Things are down to the wire for the political groups Act on Mass and the Coalition to Reform Our Legislature to get a nonbinding ballot question about stipend reform onto the ballot in Cambridge.
The groups have a “final push” signature collection drive at 6:30 p.m. Monday at Cambridge City Hall, when members break into groups to collect names there, outside the nearby 1369 Coffee House, at the Cambridge Main Library and at the Porter Square T stop. The groups are targeting the 25th Middlesex District where Act on Mass has endorsed second-time challenger Evan McKay against incumbent Marjorie Decker.
Both candidates urge stipend reform.
Two hundred signatures are needed in 14 state House of Representatives districts before Wednesday and 1,200 in the state Senate Suffolk & Middlesex district, the groups said on Monday.
Around half the districts have the needed signatures. The 25th Middlesex is “one of the ones that is lagging,” said Scotia Hille, executive director of Act on Mass. The group has a mission of advocating for transparency at the Massachusetts State House.
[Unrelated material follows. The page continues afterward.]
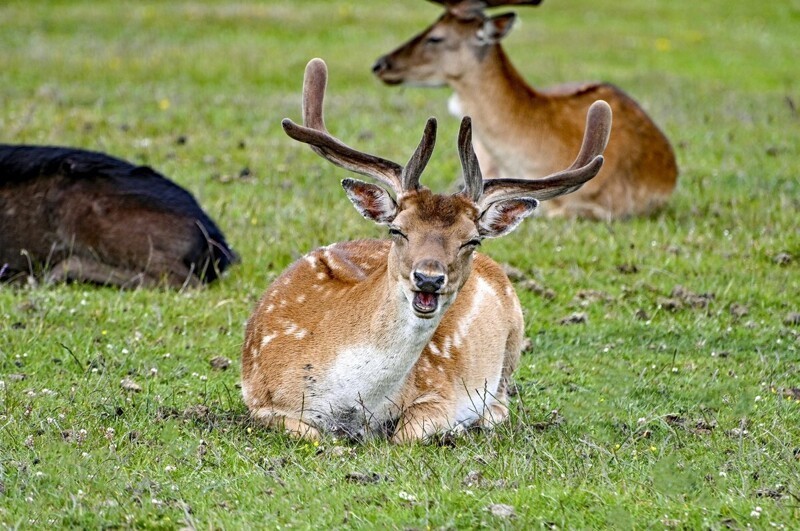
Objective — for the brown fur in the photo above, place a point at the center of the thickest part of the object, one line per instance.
(394, 337)
(521, 132)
The question would ask voters to say they want their representatives in each district to vote in favor of legislation or rules “to reduce the House speaker’s and Senate president’s control over state legislators’ stipends (extra pay) and to provide stipends only to legislators who do significant extra work that is transparent and accountable to the public.”
The base pay for a Massachusetts legislator is $82,000 per year. Committee chairs and other leadership positions, such as House speaker, are additionally compensated with money and staff – 149 out of 200 state senators and representatives, the groups say. The stipends can reach upward of $119,000 atop legislators’ base salary.
In a May forum held by the Cambridge Committee for Transparency and Accountability in Government, MacKay and Decker discussed stipend committee payouts, with MacKay on the attack over the dozen committee chairs whose committees have never met. Decker, chair of the Public Health Committee and compensated monetarily and with three additional staffers, agreed but noted that she is the lowest paid of all chairs while overseeing one of the most important and busiest committees in the House.
“Passing this would show our legislature that voters want a Legislature that works for them, not one where our representatives must bend to leadership’s will or risk loss of pay,” the groups said in an email.
Cambridge City Hall is at 795 Massachusetts Ave., Central Square.